Barbara me dijo en más de una ocasión que yo podría conseguir que un hombre invirtiera en mi proyecto para emprender mi propio bufete de abogados, pero que necesitaba ser muy astuta, paciente y meticulosa para llevarlo a cabo. Yo supongo que minimicé sus consejos en repetidas ocasiones, hasta que un buen día me dije a mi misma “¿y por qué no?

En esa época ya tenía a mi Sugar daddy, el mismo que conservo actualmente, es con el que he durado más años y el que me ha ayudado muchísimo en todo esto. Él es un empresario muy adinerado, ha invertido mucho en mi proyecto y gracias a él finalmente lo conseguí, te decía que mañana es el gran día.

Claro que a Raúl le demostré mis capacidades y la seriedad del asunto, antes que nada, no es como que él de buenas a primeras haya decidido apoyarme en algo tan importante como lo es básicamente, ser socio capitalista de un negocio. Ya teníamos 3 años juntos y hace un año que llevo seduciéndolo con la idea de invertir y apoyarme en mi proyecto laboral. Y lo he conseguido. 

Haz que tus momentos con ese hombre especial tengan un significado y beneficios más profundos

Con él las cosas han sido más serias que con mis anteriores Sugar daddies, en mis recuerdos tengo a esa chica llena de vida, pero con las ambiciones y las prioridades distorsionadas. Una bella chica en sus plenos 20’s a la que solo le importaba pasar un buen rato, pero no podía ver más allá de esa noche o ese día. Una chica que vivía al día y que carecía de inteligencia, ¡la neta!

No puedes esperar a que la vida te regale las oportunidades, tienes que ser dueña de tus propias ambiciones y aspiraciones. Créeme que la juventud no es eterna, que puedes tener el mundo a tus pies justo ahora pero que el día de mañana, tal como lo dice la canción “Time” de Pink Floyd: And then one day you find ten years have got behind you.

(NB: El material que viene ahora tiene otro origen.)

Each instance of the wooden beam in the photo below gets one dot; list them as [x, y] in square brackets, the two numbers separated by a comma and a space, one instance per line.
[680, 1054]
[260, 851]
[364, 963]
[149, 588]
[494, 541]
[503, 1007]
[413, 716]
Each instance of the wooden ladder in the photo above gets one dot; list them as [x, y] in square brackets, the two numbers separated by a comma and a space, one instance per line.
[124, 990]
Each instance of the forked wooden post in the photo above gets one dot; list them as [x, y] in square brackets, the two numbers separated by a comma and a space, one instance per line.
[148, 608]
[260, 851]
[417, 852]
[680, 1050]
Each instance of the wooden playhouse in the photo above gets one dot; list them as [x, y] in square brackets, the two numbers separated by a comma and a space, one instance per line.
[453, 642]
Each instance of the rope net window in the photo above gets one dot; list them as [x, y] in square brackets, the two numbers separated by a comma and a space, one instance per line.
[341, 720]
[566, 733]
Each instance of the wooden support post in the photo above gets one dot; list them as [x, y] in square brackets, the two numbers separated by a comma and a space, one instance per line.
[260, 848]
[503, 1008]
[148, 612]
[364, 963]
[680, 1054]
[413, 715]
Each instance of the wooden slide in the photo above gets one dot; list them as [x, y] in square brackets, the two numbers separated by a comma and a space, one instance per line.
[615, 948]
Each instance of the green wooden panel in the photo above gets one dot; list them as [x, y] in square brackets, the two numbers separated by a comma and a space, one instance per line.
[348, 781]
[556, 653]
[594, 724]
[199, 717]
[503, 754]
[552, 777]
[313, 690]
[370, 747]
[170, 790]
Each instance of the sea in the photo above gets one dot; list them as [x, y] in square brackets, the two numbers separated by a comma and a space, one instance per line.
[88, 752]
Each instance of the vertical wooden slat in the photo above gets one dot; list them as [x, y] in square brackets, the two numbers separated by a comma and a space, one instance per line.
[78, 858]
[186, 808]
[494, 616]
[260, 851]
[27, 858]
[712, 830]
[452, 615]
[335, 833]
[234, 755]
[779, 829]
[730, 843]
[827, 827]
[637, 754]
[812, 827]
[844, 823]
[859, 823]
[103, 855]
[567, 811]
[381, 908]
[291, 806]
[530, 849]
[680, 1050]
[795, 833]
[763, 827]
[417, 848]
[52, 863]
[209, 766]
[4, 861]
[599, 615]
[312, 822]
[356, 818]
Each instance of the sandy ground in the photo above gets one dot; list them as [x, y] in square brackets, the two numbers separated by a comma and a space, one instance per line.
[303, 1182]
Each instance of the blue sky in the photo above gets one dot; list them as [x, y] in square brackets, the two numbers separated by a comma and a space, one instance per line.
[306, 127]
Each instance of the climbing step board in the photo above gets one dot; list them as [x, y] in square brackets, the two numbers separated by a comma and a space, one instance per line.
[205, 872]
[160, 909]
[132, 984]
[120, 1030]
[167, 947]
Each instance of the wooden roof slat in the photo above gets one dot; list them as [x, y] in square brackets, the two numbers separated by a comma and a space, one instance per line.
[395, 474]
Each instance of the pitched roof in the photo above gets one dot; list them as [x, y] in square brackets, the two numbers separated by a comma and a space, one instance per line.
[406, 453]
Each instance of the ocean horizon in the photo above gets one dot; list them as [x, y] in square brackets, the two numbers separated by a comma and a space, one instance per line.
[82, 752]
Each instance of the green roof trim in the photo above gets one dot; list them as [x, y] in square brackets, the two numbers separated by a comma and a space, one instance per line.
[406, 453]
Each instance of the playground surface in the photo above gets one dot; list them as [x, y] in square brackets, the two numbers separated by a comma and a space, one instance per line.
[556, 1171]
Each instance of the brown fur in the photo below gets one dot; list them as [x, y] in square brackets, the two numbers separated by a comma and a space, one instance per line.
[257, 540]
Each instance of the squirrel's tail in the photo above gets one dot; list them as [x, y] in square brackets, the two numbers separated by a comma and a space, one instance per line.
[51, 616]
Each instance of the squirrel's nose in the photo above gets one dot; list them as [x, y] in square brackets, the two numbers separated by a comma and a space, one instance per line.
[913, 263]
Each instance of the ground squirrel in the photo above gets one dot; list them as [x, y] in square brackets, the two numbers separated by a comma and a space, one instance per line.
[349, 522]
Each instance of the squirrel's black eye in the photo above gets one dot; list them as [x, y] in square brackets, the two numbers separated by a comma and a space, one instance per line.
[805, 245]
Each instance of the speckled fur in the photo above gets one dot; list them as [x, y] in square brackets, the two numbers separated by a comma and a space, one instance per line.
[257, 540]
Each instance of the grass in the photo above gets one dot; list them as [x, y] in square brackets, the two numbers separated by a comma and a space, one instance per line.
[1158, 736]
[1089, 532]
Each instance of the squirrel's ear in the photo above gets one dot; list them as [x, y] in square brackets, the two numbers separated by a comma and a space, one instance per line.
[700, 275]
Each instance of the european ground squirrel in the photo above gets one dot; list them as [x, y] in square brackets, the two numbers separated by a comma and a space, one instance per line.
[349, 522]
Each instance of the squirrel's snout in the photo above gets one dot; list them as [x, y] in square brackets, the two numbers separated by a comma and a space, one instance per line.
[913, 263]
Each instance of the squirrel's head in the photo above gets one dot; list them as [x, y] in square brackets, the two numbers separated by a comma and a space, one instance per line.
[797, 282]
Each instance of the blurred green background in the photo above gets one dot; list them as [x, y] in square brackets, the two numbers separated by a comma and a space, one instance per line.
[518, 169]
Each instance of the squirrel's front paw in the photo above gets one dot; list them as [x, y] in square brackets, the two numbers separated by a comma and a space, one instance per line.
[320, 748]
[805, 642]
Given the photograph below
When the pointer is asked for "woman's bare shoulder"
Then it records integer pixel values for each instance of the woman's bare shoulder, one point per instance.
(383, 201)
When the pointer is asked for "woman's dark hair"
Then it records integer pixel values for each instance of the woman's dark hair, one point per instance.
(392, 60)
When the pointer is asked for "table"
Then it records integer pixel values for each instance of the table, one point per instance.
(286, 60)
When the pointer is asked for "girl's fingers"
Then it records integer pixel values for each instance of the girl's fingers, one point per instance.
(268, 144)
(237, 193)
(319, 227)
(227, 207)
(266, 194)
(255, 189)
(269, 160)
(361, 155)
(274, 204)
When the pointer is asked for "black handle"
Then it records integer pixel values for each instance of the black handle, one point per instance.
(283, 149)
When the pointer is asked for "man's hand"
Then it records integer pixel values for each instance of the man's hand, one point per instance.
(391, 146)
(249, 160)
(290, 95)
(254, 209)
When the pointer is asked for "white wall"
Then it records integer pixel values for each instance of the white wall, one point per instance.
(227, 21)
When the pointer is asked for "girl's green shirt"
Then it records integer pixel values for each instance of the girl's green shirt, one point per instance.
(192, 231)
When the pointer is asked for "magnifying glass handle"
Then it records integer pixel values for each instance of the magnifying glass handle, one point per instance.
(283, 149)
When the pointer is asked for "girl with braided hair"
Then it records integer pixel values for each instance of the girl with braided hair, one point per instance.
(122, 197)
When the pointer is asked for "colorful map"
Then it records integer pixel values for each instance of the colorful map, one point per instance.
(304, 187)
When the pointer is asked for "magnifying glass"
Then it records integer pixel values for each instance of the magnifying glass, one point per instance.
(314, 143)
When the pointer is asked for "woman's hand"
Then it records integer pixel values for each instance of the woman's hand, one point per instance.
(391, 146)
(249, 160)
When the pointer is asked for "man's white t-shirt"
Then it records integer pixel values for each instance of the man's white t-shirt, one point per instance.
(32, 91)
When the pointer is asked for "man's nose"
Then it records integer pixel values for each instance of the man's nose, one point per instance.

Tal vez mis metas las habría logrado hace algunos años atrás, pero me tardé un poco, aunque afortunadamente lo conseguí. No sé si tú estás en la misma situación que yo, o si acaso estás en la situación de mi yo joven y vivaz, pero ten en cuenta que el tiempo pasa volando y que necesitas poner los pies sobre la tierra.

 

No te esperes a que eso suceda, solo hazlo funcionar. Disfrútalo mucho, y al mismo tiempo dale un valor real.